JR: That's right. What you find with, among others, Mohammed Atta and Sadiq Khan, the leader of the of the London bombers, is that they were brought up in Western culture, educated at western universities, out of which many of their ideas sprung. I think it's very important that we realize that we're dealing not with fanatics but with intellectuals of a sort. I mean, they've been reading the same books we have; they're fans of T.S. Elliot's Wasteland. When they talk about the degradation of the West they're merely echoing the first generation of high literary modernists like Elliot. You can see that the Wasteland is a poem that chimes extraordinarily well with Sayyid Qutb's Milestones. They talk about the same decadence of the West, and that same desire to demolish, which is there persistently in the Wasteland. And they've been reading our own anti-colonial literature, too; they've read Frantz Fanon..
That's why people like, say, Salman Rushdie, are so wrong when they say we're dealing with people who want to drag the world back into the Dark Ages; they see their movement, however much we may dislike the thought, as a modern, reformist movement that is as much political and almost literary-intellectual as it is religious, though certainly religious belief supplies the necessary steel.

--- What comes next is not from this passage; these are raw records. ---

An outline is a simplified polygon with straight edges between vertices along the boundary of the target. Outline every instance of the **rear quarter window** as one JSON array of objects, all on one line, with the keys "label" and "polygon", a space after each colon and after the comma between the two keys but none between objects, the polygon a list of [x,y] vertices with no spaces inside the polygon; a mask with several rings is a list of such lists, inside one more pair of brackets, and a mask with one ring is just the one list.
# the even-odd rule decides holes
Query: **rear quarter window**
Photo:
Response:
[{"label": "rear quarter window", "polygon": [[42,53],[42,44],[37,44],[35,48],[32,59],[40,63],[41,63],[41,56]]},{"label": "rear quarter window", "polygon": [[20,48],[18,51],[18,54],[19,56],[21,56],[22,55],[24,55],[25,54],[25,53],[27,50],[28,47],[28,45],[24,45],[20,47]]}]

MJ: But clearly there is that religious element. And it's mirrored on the US side.
JR: Yes. I don't think it was any accident that the word "crusade" was used right at the beginning, though it was replaced very quickly. I think George W. Bush coming to power, with his Christian fundamentalist base, was to some extent consciously fulfilling their prophecies of the last days; and the religiose rhetoric brought to bear on the war on terror, the war or Iraq, the war of good against evil, was calculated to appeal to the base. But there was something else in it, too, which is that an administration based on elevating faith as a good in itself, which this one very much has done, is an administration that can ignore realism safely, because faith ties in very closely with what I've tried to label "American Platonism," this idealist view of the world—slightly more in its technical sense than its vernacular one—a culmination of Christian faith. It regards realism as being essentially low-minded and putting unnecessary blocks in the way of a greater vision to be achieved.